Counties Ship Management Co Ltd
Industry Ship transport
Successor London & Overseas Freighters
Founded 1934
Founder Manuel Kulukundis,
Basil Mavroleon
Headquarters London

Counties Ship Management Co. Ltd. (CSM) was an ocean-going merchant shipping company based in the United Kingdom. During the Second World War CSM merchant ships made a substantial contribution to supplying the British war effort, at a cost of 13 ships lost and 163 officers and men killed.

In 1920 Manuel Kulukundis (1898–1988) from the Aegean island of Kasos moved to London, England and started work in a shipping office. In 1921 he and his cousin Minas Rethymnis founded the Rethymnis & Kulukundis shipbroking business in London. R&K was nominally a ship management company, but through a network of family and business relationships this was increasingly intertwined with actual ownership by members of the Kulukundis and related families.

The Royal Mail Case criminal prosecution of Lord Kylsant, director of the Royal Mail Steam Packet Company (RMSP), in 1931 led to the liquidation of that company in 1932. RMSP was restructured as Royal Mail Lines and companies connected with it also had to restructure. One of these was Elder Dempster Lines, whose fleet included 24 First World War standard cargo ships that it had to sell quickly and at low cost in order to survive. R&K and its Greek associates bought many of the Elder Dempster ships, and with Greek banks and British shipping companies created a new company called Tramp Ship Development Co Ltd to facilitate this.
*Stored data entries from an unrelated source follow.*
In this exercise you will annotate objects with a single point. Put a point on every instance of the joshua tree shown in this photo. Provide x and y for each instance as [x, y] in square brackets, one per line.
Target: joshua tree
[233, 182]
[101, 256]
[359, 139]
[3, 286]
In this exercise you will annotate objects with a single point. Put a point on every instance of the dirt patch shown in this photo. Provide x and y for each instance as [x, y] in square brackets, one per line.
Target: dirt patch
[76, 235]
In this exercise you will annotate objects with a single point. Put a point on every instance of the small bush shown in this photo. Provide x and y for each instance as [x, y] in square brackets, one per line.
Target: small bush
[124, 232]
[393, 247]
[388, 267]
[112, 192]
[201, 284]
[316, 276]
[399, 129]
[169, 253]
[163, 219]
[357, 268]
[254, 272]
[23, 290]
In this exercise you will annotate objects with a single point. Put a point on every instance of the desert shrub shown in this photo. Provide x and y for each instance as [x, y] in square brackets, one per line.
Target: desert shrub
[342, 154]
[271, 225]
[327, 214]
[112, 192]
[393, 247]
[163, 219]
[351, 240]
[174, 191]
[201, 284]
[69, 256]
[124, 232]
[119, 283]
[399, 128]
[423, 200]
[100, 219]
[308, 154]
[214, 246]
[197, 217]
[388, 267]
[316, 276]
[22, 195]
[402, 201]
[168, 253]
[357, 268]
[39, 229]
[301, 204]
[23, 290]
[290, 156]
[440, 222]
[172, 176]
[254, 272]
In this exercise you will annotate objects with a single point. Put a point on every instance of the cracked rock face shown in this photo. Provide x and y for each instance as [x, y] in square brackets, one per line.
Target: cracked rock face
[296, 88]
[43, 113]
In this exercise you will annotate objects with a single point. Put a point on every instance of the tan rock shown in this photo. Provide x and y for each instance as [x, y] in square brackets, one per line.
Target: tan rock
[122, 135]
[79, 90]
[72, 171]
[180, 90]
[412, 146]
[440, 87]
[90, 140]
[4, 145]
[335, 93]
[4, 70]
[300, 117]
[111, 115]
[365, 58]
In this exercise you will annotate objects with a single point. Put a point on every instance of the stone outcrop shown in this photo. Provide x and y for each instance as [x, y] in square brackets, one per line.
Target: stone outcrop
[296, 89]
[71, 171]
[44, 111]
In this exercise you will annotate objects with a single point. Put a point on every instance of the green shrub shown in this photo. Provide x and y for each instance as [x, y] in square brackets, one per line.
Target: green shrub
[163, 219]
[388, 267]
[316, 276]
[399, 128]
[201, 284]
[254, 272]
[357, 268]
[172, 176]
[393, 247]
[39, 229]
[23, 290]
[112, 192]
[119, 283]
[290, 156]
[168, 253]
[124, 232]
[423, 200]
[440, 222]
R&K also started owning ships in its own right. At first they were registered in Greece, but from 1934 some R&K ships were registered in the UK. R&K gave the ships a "house" image by giving each one a name beginning with "Mount". Their funnels were black with a white band above a blue band, and a five-pointed red star straddling the boundary between the two bands. The white and blue bands denoted R&K's Greek heritage. Other shipping companies had previously used a red star as a badge, notably Robert Kermit Red Star Line (1818–67) and Red Star Line (1871 onwards).